Patrazone.com – Kepala Pusat Penerangan Hukum Kejaksaan Agung (Kapuspenkum Kejagung) Harli Siregar menegaskan bahwa jaksa selalu mendapatkan pengawalan ketika menjalankan tugas resmi di lapangan. Pernyataan ini disampaikan menyusul insiden penyerangan terhadap dua pegawai Kejaksaan di Sumatera Utara.
Insiden pembacokan terjadi pada Sabtu (24/5/2025) di lahan sawit milik jaksa fungsional Jhon Wesli Sinaga di Kecamatan Kotarih, Kabupaten Serdang Bedagai. Selain Jhon, aparatur sipil negara (ASN) Kejaksaan Negeri Deli Serdang, Acensio Silvanov Hutabarat, juga menjadi korban.
“Kalau menjalankan tugasnya, selalu ada pengawalan. Tapi kejadian ini terjadi di luar jam dan tempat dinas,” ujar Harli saat dihubungi Kompas.com, Minggu (25/5/2025).
Menurut Harli, pengawalan terhadap jaksa selama ini telah menjadi standar operasional, terutama saat menjalankan tugas-tugas yang berisiko tinggi seperti persidangan kasus pidana.
Pengamanan ini dilakukan oleh personel Kepolisian Negara Republik Indonesia (Polri), sesuai ketentuan yang tertuang dalam Peraturan Presiden (Perpres) Nomor 66 Tahun 2025 dan Peraturan Jaksa Agung Nomor: Per-005/A/JA/03/2013.
Perpres tersebut menegaskan bahwa jaksa dan keluarganya berhak mendapatkan pelindungan dari negara. Bentuk pelindungan dapat melibatkan kerja sama antara Kejaksaan dan institusi seperti Polri, Badan Intelijen Negara (BIN), serta Badan Intelijen Strategis (BAIS) TNI.
Namun demikian, pelindungan dari negara hanya diberikan apabila ada permintaan resmi dari Kejaksaan.
Hingga kini, pengawalan di persidangan, termasuk di wilayah Sumatera Utara, masih dilakukan oleh Polri. Kerja sama dengan TNI, menurut Harli, baru sebatas kesepakatan antara Kejaksaan Tinggi Sumatera Utara dan Komando Daerah Militer (Kodam) setempat.
“Ke depan tidak menutup kemungkinan akan melibatkan TNI dalam pengamanan persidangan jika memang diperlukan. Itu semua tergantung kondisi dan kebutuhan di tiap daerah,” ujarnya.
Dugaan Motif Terkait Kasus Senjata Api
Berdasarkan informasi yang diterima Kompas.com, pembacokan terhadap Jhon dan Acensio diduga kuat berkaitan dengan perkara kepemilikan senjata api ilegal yang menjerat terdakwa Eddy Suranta.

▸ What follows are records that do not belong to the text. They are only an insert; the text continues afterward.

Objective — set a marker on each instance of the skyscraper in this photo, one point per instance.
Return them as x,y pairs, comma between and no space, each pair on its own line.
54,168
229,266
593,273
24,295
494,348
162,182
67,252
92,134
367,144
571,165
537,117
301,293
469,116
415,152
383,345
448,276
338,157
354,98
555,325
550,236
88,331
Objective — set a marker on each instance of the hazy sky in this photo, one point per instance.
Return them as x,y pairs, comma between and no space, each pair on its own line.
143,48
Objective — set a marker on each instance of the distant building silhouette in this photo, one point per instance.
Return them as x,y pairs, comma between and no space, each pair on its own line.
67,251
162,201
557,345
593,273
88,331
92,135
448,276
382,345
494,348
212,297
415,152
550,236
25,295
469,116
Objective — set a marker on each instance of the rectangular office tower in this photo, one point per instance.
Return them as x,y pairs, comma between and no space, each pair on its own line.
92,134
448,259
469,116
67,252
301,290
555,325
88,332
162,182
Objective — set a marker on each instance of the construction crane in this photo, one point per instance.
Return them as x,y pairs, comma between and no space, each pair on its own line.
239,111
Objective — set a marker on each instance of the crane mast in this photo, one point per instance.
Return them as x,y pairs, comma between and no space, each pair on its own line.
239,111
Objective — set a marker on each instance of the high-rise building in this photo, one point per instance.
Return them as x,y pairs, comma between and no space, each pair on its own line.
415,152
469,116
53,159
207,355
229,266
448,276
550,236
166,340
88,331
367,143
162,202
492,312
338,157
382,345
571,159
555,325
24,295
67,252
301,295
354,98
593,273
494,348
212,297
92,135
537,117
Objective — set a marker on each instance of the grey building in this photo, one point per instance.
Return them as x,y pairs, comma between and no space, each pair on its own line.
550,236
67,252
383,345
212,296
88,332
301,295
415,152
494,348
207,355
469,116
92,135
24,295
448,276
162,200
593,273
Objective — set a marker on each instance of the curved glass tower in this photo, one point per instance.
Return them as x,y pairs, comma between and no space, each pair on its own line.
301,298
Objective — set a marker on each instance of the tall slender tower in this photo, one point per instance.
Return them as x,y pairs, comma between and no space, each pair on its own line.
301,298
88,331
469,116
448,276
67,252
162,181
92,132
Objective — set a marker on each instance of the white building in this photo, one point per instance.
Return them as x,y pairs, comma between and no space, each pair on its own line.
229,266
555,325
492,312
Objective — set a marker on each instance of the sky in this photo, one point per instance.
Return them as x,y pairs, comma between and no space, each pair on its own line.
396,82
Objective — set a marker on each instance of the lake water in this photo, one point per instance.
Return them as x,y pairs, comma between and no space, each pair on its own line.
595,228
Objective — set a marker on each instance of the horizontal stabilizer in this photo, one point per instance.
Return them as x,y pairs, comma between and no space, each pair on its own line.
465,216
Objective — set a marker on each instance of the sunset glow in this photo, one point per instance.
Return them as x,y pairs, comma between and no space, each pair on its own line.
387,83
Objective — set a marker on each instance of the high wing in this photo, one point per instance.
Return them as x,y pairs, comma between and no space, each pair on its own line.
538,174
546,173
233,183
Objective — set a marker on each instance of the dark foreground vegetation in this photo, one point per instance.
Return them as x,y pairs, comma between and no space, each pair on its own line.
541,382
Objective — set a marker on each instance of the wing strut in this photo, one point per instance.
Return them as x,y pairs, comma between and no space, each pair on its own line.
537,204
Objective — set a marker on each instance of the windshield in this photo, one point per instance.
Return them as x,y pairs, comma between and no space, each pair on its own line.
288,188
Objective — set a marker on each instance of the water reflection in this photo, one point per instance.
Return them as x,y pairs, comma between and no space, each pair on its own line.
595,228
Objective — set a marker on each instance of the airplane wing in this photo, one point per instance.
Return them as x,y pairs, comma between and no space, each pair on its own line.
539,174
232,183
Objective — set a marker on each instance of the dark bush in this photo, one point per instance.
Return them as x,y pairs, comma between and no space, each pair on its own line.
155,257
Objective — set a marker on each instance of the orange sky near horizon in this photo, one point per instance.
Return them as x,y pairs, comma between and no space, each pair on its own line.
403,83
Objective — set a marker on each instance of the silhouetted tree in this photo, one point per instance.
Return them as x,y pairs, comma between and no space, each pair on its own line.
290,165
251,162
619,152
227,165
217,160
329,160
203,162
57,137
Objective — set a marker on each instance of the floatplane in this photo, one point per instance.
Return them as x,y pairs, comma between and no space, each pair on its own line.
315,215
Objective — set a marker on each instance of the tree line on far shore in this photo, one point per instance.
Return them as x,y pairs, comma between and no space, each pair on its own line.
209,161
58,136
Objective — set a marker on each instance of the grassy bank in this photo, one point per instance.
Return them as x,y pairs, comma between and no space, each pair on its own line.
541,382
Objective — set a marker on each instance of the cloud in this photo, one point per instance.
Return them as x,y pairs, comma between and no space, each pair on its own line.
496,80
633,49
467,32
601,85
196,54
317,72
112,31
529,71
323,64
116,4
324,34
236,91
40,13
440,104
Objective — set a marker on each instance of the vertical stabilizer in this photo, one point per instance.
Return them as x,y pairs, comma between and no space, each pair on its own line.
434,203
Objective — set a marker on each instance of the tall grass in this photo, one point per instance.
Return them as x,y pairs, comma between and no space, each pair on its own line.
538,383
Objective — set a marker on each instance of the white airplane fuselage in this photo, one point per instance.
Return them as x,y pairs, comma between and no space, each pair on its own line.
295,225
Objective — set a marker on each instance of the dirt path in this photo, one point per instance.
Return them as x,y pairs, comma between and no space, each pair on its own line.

Dalam perkara tersebut, jaksa menuntut Eddy dengan hukuman delapan tahun penjara. Namun, majelis hakim Pengadilan Negeri Lubuk Pakam justru memvonisnya bebas. Jaksa kemudian mengajukan kasasi ke Mahkamah Agung dan berhasil membalikkan putusan, menjatuhkan hukuman satu tahun penjara bagi Eddy.
Respons Kejagung dan Dukungan TNI
Kejaksaan Agung memastikan pihaknya terus berkoordinasi dengan aparat penegak hukum untuk menangkap pelaku penyerangan.
Sementara itu, Mabes TNI menyatakan kesiapan untuk melindungi jaksa di lapangan apabila diminta, sebagaimana diatur dalam Perpres 66/2025.